If the memory requested by this method is a fixed 8KB in size or if other conditions are met, the runtime will find a free block of memory in the global stack cache chain and return it as the stack space for the new Goroutine; in the rest of the cases, the stack memory space will request a suitable block of memory from the heap.

As the Goroutine calls more and more function levels or local variables, the runtime calls runtime.morestack:go1.2 and runtime.newstack:go1.2 to create a new stack space that is not contiguous, but multiple stack spaces of the current Goroutine are linked in a chain These stack spaces are not contiguous, but the multiple stack spaces of the current Goroutine are linked together in a chain, and the runtime finds the contiguous stack fragments by means of pointers to

Once the stack space requested by a Goroutine is no longer needed, the runtime calls runtime.lessstack:go1.2 and runtime.oldstack:go1.2 to free up the memory space that is no longer in use.

While the segmented stack mechanism can allocate memory for the current Goroutine on demand and reduce the memory footprint in a timely manner, it also has two major problems.

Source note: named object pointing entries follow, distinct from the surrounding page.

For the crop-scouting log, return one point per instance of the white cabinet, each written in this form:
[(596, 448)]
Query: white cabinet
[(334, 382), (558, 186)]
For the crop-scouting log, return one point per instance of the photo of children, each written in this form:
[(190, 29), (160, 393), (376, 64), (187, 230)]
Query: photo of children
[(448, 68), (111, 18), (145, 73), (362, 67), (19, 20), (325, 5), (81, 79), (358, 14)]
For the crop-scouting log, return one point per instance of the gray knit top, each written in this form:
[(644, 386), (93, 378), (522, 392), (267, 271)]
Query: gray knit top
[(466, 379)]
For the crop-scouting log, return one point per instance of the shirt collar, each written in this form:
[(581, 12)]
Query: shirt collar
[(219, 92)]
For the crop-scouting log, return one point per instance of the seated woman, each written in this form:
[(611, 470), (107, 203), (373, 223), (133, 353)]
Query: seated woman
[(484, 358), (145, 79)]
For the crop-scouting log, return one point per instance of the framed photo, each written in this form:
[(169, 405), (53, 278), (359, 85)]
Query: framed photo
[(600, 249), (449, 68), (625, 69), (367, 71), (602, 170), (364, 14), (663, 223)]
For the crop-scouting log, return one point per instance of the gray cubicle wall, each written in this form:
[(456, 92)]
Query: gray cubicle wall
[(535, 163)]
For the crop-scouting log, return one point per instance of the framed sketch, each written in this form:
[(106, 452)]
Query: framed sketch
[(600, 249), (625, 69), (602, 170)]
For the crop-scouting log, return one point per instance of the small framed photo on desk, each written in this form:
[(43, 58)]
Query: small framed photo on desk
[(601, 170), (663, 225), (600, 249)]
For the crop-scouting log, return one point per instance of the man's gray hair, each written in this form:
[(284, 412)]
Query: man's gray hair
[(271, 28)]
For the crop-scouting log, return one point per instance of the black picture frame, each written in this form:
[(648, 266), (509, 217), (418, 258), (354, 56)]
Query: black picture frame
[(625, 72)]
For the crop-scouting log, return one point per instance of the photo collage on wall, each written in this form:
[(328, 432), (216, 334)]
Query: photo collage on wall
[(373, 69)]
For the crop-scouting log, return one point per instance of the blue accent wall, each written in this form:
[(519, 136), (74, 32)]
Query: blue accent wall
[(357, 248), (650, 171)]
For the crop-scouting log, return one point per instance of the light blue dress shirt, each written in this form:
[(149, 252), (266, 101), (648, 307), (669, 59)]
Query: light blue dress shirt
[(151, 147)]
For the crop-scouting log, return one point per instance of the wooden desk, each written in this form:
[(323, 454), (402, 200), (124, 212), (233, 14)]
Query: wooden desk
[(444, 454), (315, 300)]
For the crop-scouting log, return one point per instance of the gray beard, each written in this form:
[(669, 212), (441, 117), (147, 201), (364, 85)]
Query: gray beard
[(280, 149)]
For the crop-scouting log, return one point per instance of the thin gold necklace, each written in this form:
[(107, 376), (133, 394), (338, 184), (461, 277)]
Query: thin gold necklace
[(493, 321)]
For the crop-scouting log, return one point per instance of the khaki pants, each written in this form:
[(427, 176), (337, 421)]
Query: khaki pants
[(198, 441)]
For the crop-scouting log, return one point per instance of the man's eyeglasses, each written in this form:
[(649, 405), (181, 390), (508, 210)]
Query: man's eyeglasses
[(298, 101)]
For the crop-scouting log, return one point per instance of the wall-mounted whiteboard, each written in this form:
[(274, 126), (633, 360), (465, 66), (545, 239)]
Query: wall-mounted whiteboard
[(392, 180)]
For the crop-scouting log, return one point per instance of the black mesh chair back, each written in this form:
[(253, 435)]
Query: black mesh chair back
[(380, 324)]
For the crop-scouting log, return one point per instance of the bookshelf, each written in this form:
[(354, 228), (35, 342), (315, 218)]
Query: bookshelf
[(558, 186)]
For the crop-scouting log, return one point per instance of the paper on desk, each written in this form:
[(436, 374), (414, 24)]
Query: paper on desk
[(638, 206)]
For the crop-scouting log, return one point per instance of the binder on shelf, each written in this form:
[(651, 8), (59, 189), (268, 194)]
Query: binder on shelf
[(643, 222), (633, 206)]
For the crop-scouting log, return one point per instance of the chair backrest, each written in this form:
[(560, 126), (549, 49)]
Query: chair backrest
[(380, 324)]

if the current Goroutine’s stack is almost full, then any function call will trigger stack expansion, which in turn will trigger stack shrinkage when the function returns, and if the function is called in a loop, the allocation and release of the stack will cause significant additional overhead, which is known as the hot split problem.
once the memory used by the Goroutine crosses the expansion and contraction threshold of the segmented stack, the runtime triggers the expansion and contraction of the stack, resulting in additional workload.

Continuous Stack

The core principle is that whenever a program runs out of stack space, a larger stack is initialized and all the values in the original stack are migrated to the new stack, so that new local variables or function calls have sufficient memory space. When using the continuous stack mechanism, the expansion due to lack of stack space goes through the following steps.

allocating a larger amount of stack memory space in the memory space.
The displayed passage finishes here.